The GREGoR Dataset includes a wide range of data and file formats as described in the GREGoR Data Model. Analysts working with GREGoR Data can find file paths to molecular data files using the structure of the Data Model and search features within an AnVIL workspace to find specific information in workspace data tables. We have also compiled the following information about how to find certain files of broad interest. Note: if you have not already done so, please first follow the instructions at the Getting Started section of the Getting Started on AnVIL with GREGoR webpage to set-up your AnVIL account and secure data access permissions.

Locations of key files

Refer to the table below for the information needed to find key files of interest in an AnVIL workspace (step numbers are annotated in the screenshot and specified in the table below).
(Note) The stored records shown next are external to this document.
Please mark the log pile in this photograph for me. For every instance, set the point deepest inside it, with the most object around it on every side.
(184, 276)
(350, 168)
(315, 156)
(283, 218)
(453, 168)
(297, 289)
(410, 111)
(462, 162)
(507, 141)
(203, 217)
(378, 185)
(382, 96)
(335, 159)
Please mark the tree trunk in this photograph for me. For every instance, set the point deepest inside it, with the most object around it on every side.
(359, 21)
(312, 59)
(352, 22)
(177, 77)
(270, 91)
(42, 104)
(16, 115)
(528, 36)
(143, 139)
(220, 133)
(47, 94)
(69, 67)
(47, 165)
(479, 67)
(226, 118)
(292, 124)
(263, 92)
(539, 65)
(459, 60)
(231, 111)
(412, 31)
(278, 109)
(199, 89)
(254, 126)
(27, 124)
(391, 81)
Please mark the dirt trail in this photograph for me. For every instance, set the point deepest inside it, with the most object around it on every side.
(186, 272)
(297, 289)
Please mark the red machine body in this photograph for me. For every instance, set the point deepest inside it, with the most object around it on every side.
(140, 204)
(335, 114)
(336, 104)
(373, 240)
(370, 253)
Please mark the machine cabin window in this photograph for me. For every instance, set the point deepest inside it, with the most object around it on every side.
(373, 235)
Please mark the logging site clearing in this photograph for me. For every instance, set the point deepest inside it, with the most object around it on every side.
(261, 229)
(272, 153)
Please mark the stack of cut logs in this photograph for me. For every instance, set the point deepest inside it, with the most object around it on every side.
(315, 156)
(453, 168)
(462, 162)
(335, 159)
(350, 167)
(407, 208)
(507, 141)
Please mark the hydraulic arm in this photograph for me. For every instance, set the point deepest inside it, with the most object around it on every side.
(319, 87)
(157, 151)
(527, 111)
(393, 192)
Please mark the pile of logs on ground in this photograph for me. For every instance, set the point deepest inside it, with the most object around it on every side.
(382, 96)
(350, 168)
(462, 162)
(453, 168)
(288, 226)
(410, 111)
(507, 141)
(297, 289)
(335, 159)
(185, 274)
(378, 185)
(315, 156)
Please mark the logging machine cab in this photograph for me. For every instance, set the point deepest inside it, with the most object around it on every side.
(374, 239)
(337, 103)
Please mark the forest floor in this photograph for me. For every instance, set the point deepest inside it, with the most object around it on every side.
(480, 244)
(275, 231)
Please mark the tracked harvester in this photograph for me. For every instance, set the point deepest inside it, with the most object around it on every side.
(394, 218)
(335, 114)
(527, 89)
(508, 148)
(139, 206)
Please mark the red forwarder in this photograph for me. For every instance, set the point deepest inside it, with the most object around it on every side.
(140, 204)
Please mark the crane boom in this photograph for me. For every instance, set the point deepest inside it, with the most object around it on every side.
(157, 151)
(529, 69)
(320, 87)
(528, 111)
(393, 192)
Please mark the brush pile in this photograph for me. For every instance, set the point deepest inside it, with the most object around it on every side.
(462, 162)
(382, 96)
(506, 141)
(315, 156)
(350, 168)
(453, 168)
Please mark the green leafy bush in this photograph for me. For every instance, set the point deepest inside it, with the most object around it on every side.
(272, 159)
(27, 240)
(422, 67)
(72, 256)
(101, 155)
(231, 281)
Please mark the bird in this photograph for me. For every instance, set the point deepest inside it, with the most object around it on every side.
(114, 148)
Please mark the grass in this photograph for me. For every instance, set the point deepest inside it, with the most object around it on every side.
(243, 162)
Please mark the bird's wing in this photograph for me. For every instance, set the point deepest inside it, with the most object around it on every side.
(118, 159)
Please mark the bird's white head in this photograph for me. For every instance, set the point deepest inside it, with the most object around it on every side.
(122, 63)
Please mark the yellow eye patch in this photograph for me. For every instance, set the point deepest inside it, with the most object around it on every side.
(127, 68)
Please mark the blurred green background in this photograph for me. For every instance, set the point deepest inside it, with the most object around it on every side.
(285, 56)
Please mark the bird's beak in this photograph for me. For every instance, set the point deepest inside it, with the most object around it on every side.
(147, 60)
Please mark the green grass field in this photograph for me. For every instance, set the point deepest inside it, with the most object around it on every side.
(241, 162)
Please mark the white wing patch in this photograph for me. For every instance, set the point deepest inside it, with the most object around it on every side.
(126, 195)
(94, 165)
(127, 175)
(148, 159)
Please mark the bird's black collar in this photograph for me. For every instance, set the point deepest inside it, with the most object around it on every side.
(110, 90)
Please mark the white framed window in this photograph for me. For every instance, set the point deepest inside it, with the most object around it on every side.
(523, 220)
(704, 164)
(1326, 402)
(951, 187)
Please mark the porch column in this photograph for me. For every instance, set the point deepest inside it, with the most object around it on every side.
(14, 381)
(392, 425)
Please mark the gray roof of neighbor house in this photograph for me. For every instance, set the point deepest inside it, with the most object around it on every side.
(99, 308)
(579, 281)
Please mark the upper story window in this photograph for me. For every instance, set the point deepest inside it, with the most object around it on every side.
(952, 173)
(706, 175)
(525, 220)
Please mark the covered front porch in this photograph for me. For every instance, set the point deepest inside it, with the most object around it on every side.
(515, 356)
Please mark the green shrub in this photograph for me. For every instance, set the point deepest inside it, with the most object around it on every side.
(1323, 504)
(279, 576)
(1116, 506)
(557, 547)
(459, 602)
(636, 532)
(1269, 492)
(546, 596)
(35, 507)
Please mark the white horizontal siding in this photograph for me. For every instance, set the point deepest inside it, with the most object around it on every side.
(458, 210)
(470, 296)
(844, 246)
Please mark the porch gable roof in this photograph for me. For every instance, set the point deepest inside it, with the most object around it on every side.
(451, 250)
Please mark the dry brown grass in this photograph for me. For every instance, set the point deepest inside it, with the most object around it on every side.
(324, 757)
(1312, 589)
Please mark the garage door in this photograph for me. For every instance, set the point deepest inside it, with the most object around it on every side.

  1. Log in to AnVIL at anvil.terra.bio.
  2. Select “Workspaces” from the menu in the upper left. Navigate to a workspace of interest (recommended to choose the latest released GREGoR workspace, e.g. AnVIL_GREGoR_R**_GRU or AnVIL_GREGoR_R**_HMB).
  3. Navigate to the “DATA” tab from the menu bar at the top.
  4. Search for the text string - as specified in the table below - by entering into the search box under the “TABLES” section in the left sidebar to search across all data tables in the workspace.
  5. Filter your results by selecting the data table - as specified in the table below - from the left sidebar (which you may need to expand).
  6. Refer to the column - as specified in the table below (Step 6a) - and identify rows with the matching text string (Step 6b). You might need to expand the columns in the data table individually to find the specific column of interest. Rows that contain the matching text string in the specified column include paths to the key files of interest.
  7. Select the checkboxes for all the files that match the search criteria to open or export.
     

Screenshot of AnVIL Data Tab harmonized CRAMs

The example above is a screenshot of the results that you may see by searching for harmonized CRAMs following the steps outlined in row 1 of the table below.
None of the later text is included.